4. Representing the entire Hessian for a network with N parameters needs O(N²) space, where N is on the order of 10⁹, so you couldn't use a method that needs the whole Hessian. There are so-called Quasi-Newton methods that need O(N) space though, like L-BFGS.
Neural networks need completely different optimisation methods, and there is no practically useful application of any of the Newton or Quasi-Newton methods for their optimisation.
> Neural networks need completely different optimisation methods, and there is no practically useful application of any of the Newton or Quasi-Newton methods for their optimisation.

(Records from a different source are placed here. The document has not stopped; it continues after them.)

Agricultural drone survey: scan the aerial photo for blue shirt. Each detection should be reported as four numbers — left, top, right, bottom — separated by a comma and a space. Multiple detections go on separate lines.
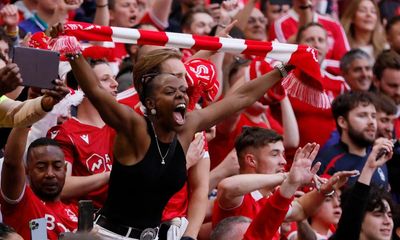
314, 141, 388, 189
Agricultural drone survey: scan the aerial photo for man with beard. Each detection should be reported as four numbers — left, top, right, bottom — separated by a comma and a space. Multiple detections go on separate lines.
0, 128, 78, 240
373, 50, 400, 141
315, 91, 388, 189
212, 127, 354, 239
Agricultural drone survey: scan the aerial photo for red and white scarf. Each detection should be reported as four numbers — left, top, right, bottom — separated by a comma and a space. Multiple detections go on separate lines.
59, 22, 329, 108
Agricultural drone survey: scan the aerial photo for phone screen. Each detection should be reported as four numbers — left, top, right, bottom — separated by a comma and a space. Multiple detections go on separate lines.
29, 218, 47, 240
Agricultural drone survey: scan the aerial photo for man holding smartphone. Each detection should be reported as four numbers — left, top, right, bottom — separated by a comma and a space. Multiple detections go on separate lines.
0, 128, 78, 240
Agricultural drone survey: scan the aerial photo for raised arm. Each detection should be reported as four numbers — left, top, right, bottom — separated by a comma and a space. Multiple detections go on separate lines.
149, 0, 172, 27
329, 138, 393, 239
280, 97, 300, 148
187, 66, 292, 132
285, 170, 359, 222
183, 150, 210, 239
1, 128, 29, 200
69, 56, 146, 133
243, 144, 319, 240
217, 173, 286, 209
93, 0, 110, 26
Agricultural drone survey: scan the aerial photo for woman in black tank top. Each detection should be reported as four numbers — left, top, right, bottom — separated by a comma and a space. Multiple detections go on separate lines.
70, 46, 285, 239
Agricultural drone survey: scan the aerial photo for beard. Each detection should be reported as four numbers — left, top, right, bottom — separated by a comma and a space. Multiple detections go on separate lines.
348, 125, 376, 147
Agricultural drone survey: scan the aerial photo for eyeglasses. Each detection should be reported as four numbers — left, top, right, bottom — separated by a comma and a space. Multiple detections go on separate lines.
247, 17, 267, 25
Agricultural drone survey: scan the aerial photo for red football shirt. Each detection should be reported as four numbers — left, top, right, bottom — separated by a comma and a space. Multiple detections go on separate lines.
0, 186, 78, 240
268, 9, 350, 60
47, 118, 115, 208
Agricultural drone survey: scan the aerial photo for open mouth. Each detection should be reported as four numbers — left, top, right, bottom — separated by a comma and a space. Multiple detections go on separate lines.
173, 103, 186, 125
129, 16, 136, 23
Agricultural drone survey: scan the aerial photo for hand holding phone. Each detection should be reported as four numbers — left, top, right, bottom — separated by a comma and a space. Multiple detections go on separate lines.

I don't think this is quite fair. There are several variations of 2nd order methods, notably KFAC and Shampoo, that seem to quite effective for large-scale neural network training, e.g., see the intro of this paper for an overview: https://openreview.net/forum?id=-t9LPHRYKmi
I checked the paper. The 2nd order method actually achieves 10 times worse minimum (it's much worse at minimisation), and the reason the results are better is because the network overfits less (Figure 3). The reviewers should have caught this!
One of the authors is Donald Goldfarb, who is the G in BFGS, so maybe they are onto something. But I'm always suspicious if the tests shown in a paper are fair.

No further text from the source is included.